Wir alle sind mit einem unterschiedlichen Repertoire an Vorerfahrungen ausgestattet. Dementsprechend verschieden sind unsere Sozialisation, unsere gesellschaftliche und persönliche Konditionierung sowie die Art und Weise, wie sich unsere Gedanken, Gefühle und Wahrnehmungen manifestieren. Wir nehmen Ereignisse, uns selbst und die Welt um uns durch den Filter unserer Vorerfahrungen wahr. Ob wir eine Situation als so bedrohlich oder einengend empfinden, dass wir sie als Krise bewerten, hängt von unserer subjektiven Einschätzung und Interpretation ab sowie von unserer kulturellen Prägung und unseren Werten und Normen.

Problem, Krise oder Trauma?

Nicht jedes Problem ist gleich eine Krise. Manchmal haben wir »nur« ein Problem, benennen es aber fälschlicherweise als Krise. Und manchmal liegt die Ursache unserer Schwierigkeiten viel tiefer in einem Trauma, das wir durchlebt haben, oft ohne uns bewusst daran zu erinnern. Diese drei Begriffe auseinanderzuhalten ist hilfreich und klärend.

Ihre 12-jährige Tochter kommt in voller Kriegsbemalung mit Minirock und Netzstrumpfhose aus dem Bad und will so in die Schule gehen. »Ich krieg die Krise!«, ist Ihre Reaktion darauf. Sie haben aber vermutlich keine Krise, sondern nur ein Problem. Und wahrscheinlich kriegt Ihre Tochter auch gleich eines.

Krise oder Problem?

Ein Problem stellt uns vor eine schwierige Situation, die es zu lösen gilt. Der Unterschied zu einer Krise ist, dass wir bei ersterem mit unseren bisher erlernten Strategien zielgerichtet planen und handeln können. Wir wissen uns zu helfen und können Hilfe organisieren.

Sie fahren auf der Autobahn und haben unvorhergesehen eine Panne. Sie müssen dringend zu einem für Sie beruflich wichtigen Termin und fühlen sich nun unter Druck. Diese Autopanne ist für Sie ein Problem, das mit unangenehmen Gefühlen, Stress und Sorgen einhergeht.
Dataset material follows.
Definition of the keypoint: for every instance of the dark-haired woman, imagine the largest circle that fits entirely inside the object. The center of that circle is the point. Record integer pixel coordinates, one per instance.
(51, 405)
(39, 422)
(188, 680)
Zuvor waren Sie vielleicht in einem innerlich guten Zustand, die Panne versetzt Sie aber in Aufruhr. Nun gilt es, klar zu überlegen, was der Reihe nach zu tun ist, und zu handeln. Sie verständigen die Pannenhilfe und informieren jene Person, mit der Sie verabredet sind, über Ihre Verspätung. Dann nimmt alles seinen Lauf und Ihr Auto wird wieder startklar gemacht, sodass Sie bald weiterfahren können. Sie haben die Situation gemeistert, das Problem behoben und finden wieder zurück zu Ihrer inneren Balance.
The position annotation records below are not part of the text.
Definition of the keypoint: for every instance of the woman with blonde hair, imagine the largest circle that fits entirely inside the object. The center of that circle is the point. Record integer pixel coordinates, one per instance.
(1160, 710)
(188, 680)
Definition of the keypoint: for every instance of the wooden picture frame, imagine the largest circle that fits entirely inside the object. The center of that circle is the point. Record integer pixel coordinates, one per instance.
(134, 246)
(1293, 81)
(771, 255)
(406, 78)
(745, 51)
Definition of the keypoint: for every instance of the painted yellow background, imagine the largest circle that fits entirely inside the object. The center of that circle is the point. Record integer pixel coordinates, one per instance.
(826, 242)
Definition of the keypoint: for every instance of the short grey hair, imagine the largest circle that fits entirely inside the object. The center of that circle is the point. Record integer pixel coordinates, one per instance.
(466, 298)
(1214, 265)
Von einem Problem klar abzugrenzen ist eine Krise, für die es verschiedene Definitionen gibt. Das Wort Krise kommt vom altgriechischen Verb krinein, das trennen und (unter-)scheiden bedeutet. Das griechische Wort krisis bezeichnet nicht eine hoffnungslose Situation, sondern einen instabilen Zustand. Das lateinische crisis wiederum bezeichnet in der medizinischen Fachsprache die entscheidende Wendung von Krankheiten und allgemein den Höhe- oder Wendepunkt einer gefährlichen Lage, von dem an es nur noch besser werden kann. Charakteristika einer Krise in unserem Sprachgebrauch sind etwa die dringende Notwendigkeit von Handlungsentscheidungen, ein Gefühl von Bedrohung, eine verengte Wahrnehmung, ein Anstieg an Unsicherheit, Dringlichkeit und Zeitdruck und das Gefühl, das Ergebnis sei von prägendem Einfluss auf die Zukunft. Die Krise ist ein schmerzhafter seelischer Zustand, der meist durch ein überraschendes Ereignis oder akutes Geschehen hervorgerufen wird.
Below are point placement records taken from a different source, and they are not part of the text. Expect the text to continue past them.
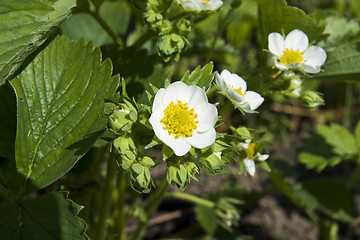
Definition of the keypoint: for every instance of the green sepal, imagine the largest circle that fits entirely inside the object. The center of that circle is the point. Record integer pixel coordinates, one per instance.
(201, 77)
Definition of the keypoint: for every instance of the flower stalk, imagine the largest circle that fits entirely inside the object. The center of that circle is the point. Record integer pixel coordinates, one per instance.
(110, 183)
(190, 198)
(154, 202)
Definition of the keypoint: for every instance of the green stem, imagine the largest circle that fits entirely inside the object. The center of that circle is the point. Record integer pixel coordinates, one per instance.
(348, 105)
(106, 27)
(152, 206)
(190, 198)
(121, 220)
(221, 25)
(110, 183)
(354, 176)
(143, 38)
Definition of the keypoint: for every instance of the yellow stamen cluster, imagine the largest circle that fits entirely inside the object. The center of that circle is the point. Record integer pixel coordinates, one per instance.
(238, 90)
(179, 120)
(290, 56)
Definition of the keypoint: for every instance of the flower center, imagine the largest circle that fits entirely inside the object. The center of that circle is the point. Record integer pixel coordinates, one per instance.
(290, 56)
(238, 90)
(179, 120)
Eine erfolgreiche Ärztin und Mutter zweier Kinder mit gut gehender Praxis erfährt nach einer Routineuntersuchung, dass sie einen sehr aggressiven Brustkrebs hat. Die Lymphknoten sind bereits befallen, eine Chemotherapie ist dringend notwendig. Die Ärztin muss ihre Praxis schließen und sich sofort in ärztliche Behandlung begeben. Eine Welt bricht für sie zusammen. Der Schock sitzt tief.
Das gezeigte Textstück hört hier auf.